If you have news you want reported, you must be available for media contact and promptly respond to requests for interviews. Such contact may take a few moments or, on some big stories pursued by multiple news organizations, several hours or occasionally several days. Some reporters understand the subject matter and are excellent interviewers; others are generalists or less experienced, and may need a great deal of help to report accurately. Media interviews can be enjoyable and rewarding, or trying and time-consuming. Either way, they often are the only method to serve the public and the campus with thorough and accurate information.

Before your interview

Respond promptly to media requests, even if only to decline an interview. Reporters usually are on a deadline; a delay of a day, or even an hour, can mean a lost opportunity, and perhaps a reporter disinclined to call the university again. Your courtesy will help the campus now and in the future. If you expect to be interviewed, spend a few minutes thinking about the message you wish to convey. Develop concise answers to a few key questions, such as

  • What is the purpose of your work?
  • Why is it important?
  • What made you interested in this topic?
  • What makes your contribution unusual?
  • Who will benefit and how?
  • What is the single most important point you wish to make?

During the interview

You have a right to ask about the type of story the reporter is pursuing, the context in which you might be quoted, and the background of the reporter and the publication or broadcast outlet.

Don’t limit yourself to only responding to questions; emphasize points you feel are important.

Remember the audience for the particular publication or broadcast outlet; try to explain what it means to that particular audience and avoid jargon.

Keep statements clear and concise. Provide plain-language interpretations and metaphors. If you don’t, the reporter may choose language that changes the meaning of the story.

Assume that everything you say will be quoted. If you feel that making a comment would be inappropriate or outside your expertise, politely decline.

It’s best not to say anything you don’t want to see in print or on the air; “off the record” means different things to different people and, as a result, it’s best to avoid engaging in conversations that supposedly are off the record.
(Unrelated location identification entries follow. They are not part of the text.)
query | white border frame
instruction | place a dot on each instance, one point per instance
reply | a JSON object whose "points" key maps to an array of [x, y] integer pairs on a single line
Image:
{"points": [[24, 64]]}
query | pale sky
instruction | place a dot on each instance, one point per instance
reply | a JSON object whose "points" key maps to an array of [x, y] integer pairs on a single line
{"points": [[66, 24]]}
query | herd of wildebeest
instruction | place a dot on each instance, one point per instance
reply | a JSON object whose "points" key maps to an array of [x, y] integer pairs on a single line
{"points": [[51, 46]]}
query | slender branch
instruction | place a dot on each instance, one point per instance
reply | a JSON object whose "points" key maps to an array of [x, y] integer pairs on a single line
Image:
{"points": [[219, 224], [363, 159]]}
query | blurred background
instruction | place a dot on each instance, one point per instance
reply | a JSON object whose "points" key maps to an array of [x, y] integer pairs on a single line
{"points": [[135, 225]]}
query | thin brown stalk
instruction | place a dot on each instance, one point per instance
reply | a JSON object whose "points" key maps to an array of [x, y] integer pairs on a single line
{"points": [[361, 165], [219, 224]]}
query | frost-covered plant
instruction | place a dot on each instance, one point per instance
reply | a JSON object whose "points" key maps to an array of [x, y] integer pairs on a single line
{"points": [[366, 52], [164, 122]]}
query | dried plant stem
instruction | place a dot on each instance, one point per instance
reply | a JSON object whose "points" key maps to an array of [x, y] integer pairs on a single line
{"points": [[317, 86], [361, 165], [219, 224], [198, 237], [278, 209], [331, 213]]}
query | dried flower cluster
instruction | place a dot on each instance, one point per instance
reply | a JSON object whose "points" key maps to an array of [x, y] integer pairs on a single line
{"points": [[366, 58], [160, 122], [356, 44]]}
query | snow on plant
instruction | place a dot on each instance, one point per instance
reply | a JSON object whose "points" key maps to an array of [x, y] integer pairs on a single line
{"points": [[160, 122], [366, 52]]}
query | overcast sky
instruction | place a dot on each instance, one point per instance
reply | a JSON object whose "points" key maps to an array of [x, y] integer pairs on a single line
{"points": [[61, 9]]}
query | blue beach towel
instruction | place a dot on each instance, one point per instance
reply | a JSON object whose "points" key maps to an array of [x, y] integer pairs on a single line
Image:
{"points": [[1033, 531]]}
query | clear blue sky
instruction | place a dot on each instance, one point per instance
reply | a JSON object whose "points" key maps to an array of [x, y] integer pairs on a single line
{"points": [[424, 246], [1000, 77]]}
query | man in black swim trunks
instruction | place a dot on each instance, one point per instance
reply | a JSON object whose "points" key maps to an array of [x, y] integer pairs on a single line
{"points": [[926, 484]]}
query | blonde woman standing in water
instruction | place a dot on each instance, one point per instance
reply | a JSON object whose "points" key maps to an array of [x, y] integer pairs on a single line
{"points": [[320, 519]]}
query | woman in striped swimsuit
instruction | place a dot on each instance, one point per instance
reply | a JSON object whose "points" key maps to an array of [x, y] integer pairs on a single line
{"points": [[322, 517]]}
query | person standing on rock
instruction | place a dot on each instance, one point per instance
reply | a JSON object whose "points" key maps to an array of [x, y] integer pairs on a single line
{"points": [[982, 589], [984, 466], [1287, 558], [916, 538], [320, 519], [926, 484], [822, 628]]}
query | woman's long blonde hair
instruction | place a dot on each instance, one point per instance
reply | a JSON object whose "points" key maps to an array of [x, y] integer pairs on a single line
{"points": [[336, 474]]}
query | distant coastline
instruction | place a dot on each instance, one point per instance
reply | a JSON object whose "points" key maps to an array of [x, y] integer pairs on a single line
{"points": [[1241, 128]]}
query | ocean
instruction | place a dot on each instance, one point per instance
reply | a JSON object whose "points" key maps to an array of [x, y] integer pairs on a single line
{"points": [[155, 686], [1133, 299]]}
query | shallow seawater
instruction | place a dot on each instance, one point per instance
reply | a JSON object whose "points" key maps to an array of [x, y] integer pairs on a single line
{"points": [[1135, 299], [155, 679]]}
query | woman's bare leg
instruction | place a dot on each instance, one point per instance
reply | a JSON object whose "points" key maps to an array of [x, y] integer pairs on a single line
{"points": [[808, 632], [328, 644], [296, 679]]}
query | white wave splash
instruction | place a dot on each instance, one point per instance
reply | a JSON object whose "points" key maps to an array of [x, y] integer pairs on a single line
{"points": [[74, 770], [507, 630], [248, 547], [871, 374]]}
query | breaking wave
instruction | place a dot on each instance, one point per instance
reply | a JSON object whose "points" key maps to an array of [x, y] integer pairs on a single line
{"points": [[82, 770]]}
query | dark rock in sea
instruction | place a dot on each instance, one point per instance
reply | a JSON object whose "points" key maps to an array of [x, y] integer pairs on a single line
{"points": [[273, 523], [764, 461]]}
If you want to steer a reporter toward information but don’t want to be identified, specify in advance that the material you’re providing is not for attribution or is for background only.

Avoid saying, “no comment,” which usually sounds defensive; rather, you might explain why you won’t be commenting or offer to check on the requested information and get back to the reporter before his or her deadline.

After the interview

Don’t expect to see the story before publication or broadcast. You may, however, feel free to call the reporter with more information or clarification, especially if the interview left you feeling uneasy.

Inform the News Bureau about any media contact you had, any questions or information generated by it, and any news stories that result.

Tips on talking to the broadcast media

The guidelines are the same as for talking with the print media, but as the subject of the interview, you must be prepared to have your comments edited into a short segment or sound bites. Preparation, therefore, is vital to ensure that you state your main points succinctly.

  • Speak naturally; do not overenunciate or become unusually formal
  • Avoid lengthy technical explanations of your findings and how you reached them; go right to your one or two main points and express them in lay language
  • Use verbal lists to help highlight your points
    “The three ways this will affect the life of the average American are, one…”
  • When possible, illustrate your message with brief metaphors, anecdotes, or descriptions that dramatize your points
  • For television, consider the visual elements that come into play such as what to wear, how to sit, where to look, and how to make effective use of gestures

The News Bureau can help you prepare for a TV interview.